The process I went through happened over time, and there was nothing snobbish about my decision. It was a practical matter. I didn’t want the sibling silliness to continue, and once we stopped doing it, things did calm down and I loved the change. More and more, the words of the prayer began to be what my focus was, and the difference has enriched my soul.
But I still feel some tension over it, especially when, for example, I attend Mass with people who appreciate hand-holding. I know holding hands with my dad during the Our Father was very special to my mother, for example, especially since he’d been away from the church for over 35 years before his return, which was a miracle. I am sure it felt wonderful to her to hold his hand after his return, knowing what it meant for him to finally be with her in worship, after his long absence.
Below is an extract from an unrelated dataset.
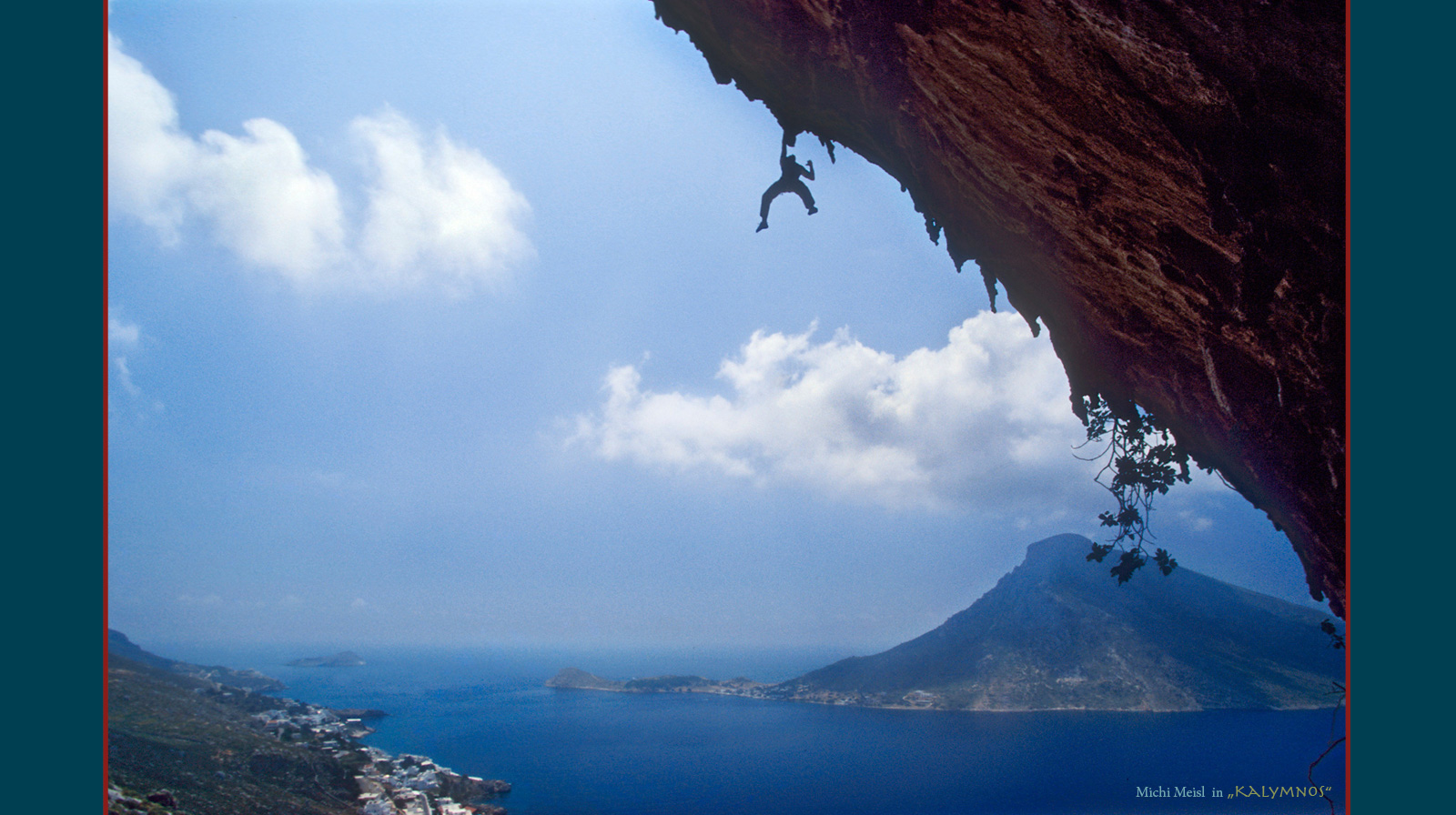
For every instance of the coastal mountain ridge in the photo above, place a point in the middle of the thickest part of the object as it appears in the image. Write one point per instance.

So when I’ve kept my hands folded during the Our Father and she’s near, I do feel badly, wonder if she thinks perhaps that I am not being loving, or maybe it’s a reminder to her of how much she misses my dad. And then I feel badly.
But this is where my comfort level remains. I will hug my dear ones during the sign of peace. I’m not a cold soul. But during the Our Father, I really relish that chance to just focus on God, even as I am surrounded by loved ones and fellow sisters and brothers in Christ. Refraining from holding hands at this time doesn’t make me feel alone, at all. I feel very connected to others, wherever my hands happen to be.
I do wish, however, that we would come to a place of agreement on this practice, so that the lingering awkwardness that I, and others, have articulated and feel would disappear. I suspect the Church doesn’t want to cause discord, but I think the discord is already there. Just like with any family, there are ways of being that can be enhanced when we are moving in the same direction for the most part.
All of this came to the fore again this week while listening to our local Catholic radio station, and hearing a priest from our area discuss hand-holding during the Our Father, along with an article he wrote back in 2009 that received a lot of attention, both praise and scrutiny.
It’s a topic that touches more than the hands. It touches the heart, too. I don’t think either practice — holding hands or not — is wrong. But I do hope that someday we can decide on one way or another, so we can truly feel the union with God and one another that the Our Father was meant to foster.
When I broached the topic on Facebook recently, the opinions poured in, from old and new Catholics, and even some Protestants, which I appreciated. It showed the diversity of thought, and that we really care about how we live out our faith. It matters.
We are all siblings in the Body of Christ, working things out together, offering our thoughts and experiences, in the hopes of one day finding ourselves together in Heaven, side by side, maybe holding hands, or wings, or not. But together nonetheless.
Question: What is your opinion on hand-holding during the Our Father? Why?